Advanced Lecture Series in Pattern Recognition
题 目 (TITLE)：Mud-proof, Moments, and Memory: The Three Essential Ingredients for Bringing Computer Vision to the Masses
讲 座 人 (SPEAKER)：Prof. Jianbo Shi (University of Pennsylvania, USA)
主 持 人 (CHAIR)：Prof. Chenglin Liu
时 间 (TIME)：March 13(Friday), 2015, 10:00AM
地 点 (VENUE)：No.1 Conference Room (3rd floor), Intelligence Building
In first part, I will discuss 3D photography using a camera array, and myths and lessons learned. In the second part, we focus on social vision, relating human motion and action with social attention. We predict social saliency, the likelihood of joint attention in a third person image/video, by learning from the social interaction captured by first person cameras. Inspired by electric dipole moment, we introduce a social formation feature that is designed to capture the geometric relationship between joint attention and social formation. We train an ensemble classifier to learn the locations of joint attention based on the social formation features from the first person social interaction data where we can precisely measure joint attention and locations of its associated members in 3D. We apply this classifier to predict social saliency in real-world social scenes with multiple social cliques including sporting game scenes. Our representation does not require directional measurements such as gaze directions. A geometric analysis of social interactions in terms of existing qualitative studies such as F-formation and proxemics is also presented.

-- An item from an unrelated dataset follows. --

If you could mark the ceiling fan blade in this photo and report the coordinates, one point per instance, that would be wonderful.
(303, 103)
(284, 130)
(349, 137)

Jianbo Shi studied Computer Science and Mathematics as an undergraduate at Cornell University where he received his B.A. in 1994. He received his Ph.D. degree in Computer Science from University of California at Berkeley in 1998. From 1999 to 2002, he was a research faculty at Robotics Institute at Carnegie Mellon University. In 2003 he joined University of Pennsylvania where he is currently a Professor of Computer and Information Science. In 2007, he was awarded the Longuet-Higgins Prize for his work on Normalized Cuts. According to Google Scholar, his papers have been cited over 24,000 times. His primary research interests are in computer vision, including 1) Human recognition with the ultimate goal of developing computation algorithms to understand human behavior in video; 2) Image Segmentation and Object Recognition with the goal to extract “interesting” patterns from data, and guide the grouping process to achieve specific vision tasks, such as recognizing familiar object shapes.